The control of the Naval Air Service passed to the RAF in April 1918, and thus the RNAS verse fell from use but in the 1930's with the creation of the Fleet Air Arm, it was again common for the Fleet Air Arm verse to be used. Certainly I can report from personal observation, that since at least the end of WW2 it is now the convention for the FAA verse to be universally used in all RN ships, (as seen in the published service hymnal. Yet from time to time, as needs dictate, other verses are substituted in its stead.

Biblical Reference
Verse 1 - refers to God the Father forbidding the waters to flood the earth as described in Psalm 104.
Verse 2 - refers to the miracle of Jesus stilling a storm and walking on the waters of the Sea of Galilee.
Verse 4 – refers to the creation of earth by the Holy Spirit in the Book of Genesis.
Verse 5 – Makes reference to Psalm 107.
Melita is a reference to Malta, on which the apostle Paul was shipwrecked. (Acts of Apostle – Chapter 27-28).

Eternal Father
Eternal Father, strong to save, whose arm doth bind the restless wave,
Who bidd'st the mighty ocean deep its own appointed limits keep;
Oh, hear us when we cry to Thee, for those in peril on the sea!

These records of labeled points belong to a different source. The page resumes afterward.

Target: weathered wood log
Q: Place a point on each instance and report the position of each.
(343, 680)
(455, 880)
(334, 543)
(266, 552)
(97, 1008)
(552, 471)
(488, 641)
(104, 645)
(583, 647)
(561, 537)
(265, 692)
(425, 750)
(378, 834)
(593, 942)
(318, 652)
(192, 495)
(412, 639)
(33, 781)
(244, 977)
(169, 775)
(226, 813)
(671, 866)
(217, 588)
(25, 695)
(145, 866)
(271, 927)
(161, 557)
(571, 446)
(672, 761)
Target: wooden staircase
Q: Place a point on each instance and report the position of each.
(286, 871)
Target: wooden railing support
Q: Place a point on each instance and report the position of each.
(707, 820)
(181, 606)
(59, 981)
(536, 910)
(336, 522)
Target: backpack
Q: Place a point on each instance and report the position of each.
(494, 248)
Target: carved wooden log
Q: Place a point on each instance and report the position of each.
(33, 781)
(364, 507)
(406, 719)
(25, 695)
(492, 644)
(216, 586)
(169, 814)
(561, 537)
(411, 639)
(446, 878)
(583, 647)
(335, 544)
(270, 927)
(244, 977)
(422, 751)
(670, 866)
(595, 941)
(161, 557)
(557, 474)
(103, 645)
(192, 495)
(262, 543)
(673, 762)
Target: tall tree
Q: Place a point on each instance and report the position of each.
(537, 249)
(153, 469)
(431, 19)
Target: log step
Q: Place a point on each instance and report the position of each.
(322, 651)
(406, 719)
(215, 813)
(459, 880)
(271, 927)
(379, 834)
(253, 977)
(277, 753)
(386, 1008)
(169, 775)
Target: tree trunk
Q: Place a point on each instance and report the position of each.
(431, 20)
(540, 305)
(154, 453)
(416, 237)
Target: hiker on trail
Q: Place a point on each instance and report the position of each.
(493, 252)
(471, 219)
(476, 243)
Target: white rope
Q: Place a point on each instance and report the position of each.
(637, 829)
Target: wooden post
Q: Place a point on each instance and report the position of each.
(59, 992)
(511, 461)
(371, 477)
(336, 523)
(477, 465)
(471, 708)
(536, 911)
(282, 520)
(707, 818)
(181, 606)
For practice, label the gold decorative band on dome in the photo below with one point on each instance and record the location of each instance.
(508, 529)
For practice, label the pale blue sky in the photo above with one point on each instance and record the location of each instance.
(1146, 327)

O Saviour, whose almighty word, the winds and waves submissive heard,
Who walked'st on the foaming deep, and calm amidst its rage didst sleep;
Oh, hear us when we cry to Thee, For those in peril on the sea!

Insert an appropriate Alternate Verse from those given below or omit as required

O sacred Spirit, who didst brood, upon the chaos dark and rude,
Who bade its angry tumult cease, and gavest light and life and peace:
Oh, hear us when we cry to Thee, for those in peril on the sea!

O Trinity of love and power, our brethren shield in danger's hour;
From rock and tempest, fire and foe, protect them wheresoe'er they go;
And ever let there rise to Thee , glad hymns of praise from land and sea.

Alternate Verse
The middle or alternate verse, in general and accepted use within the Royal Navy is that as given below for the Fleet Air Arm, but it is common at funerals or specific services too have this verse replaced by one of the alternatives.

Commissioning of a Ship (c. pre 1900)
O Father, King of earth and sea, we dedicate this ship to thee.
In faith we send her on her way; in faith to Thee we humbly pray:
O hear from Heaven our sailor's cry and watch and guard her from on High!

Decommissioning of a Ship (c. pre 1900)
And when at length her course is run, her work for home and country done,
Of all the souls that in her sailed, let not one life in Thee have failed;
But hear from Heaven our sailor's cry, and grant eternal life on High!

RNAS (c.1915)
Lord, guard and guide the men who fly through the great spaces in the sky.
Be with them always in the air, in darkening storms or sunlight fair;
Oh, hear us when we lift our prayer, for those in peril in the air!

Submariners (c.1915+)
Bless those who serve beneath the deep, through lonely hours their vigil keep.
May peace their mission ever be, protect each one we ask of Thee.
Bless those at home who wait and pray, for their return by night and day.

Fleet Air Arm (c.WW2 to current day)
Strong son of man, save those who fly, swift winged across the uncharted sky,
Each anxious hour, each lonely flight, serenely challenged day or night.
O’er land and ocean safely hear, all those in peril in the air.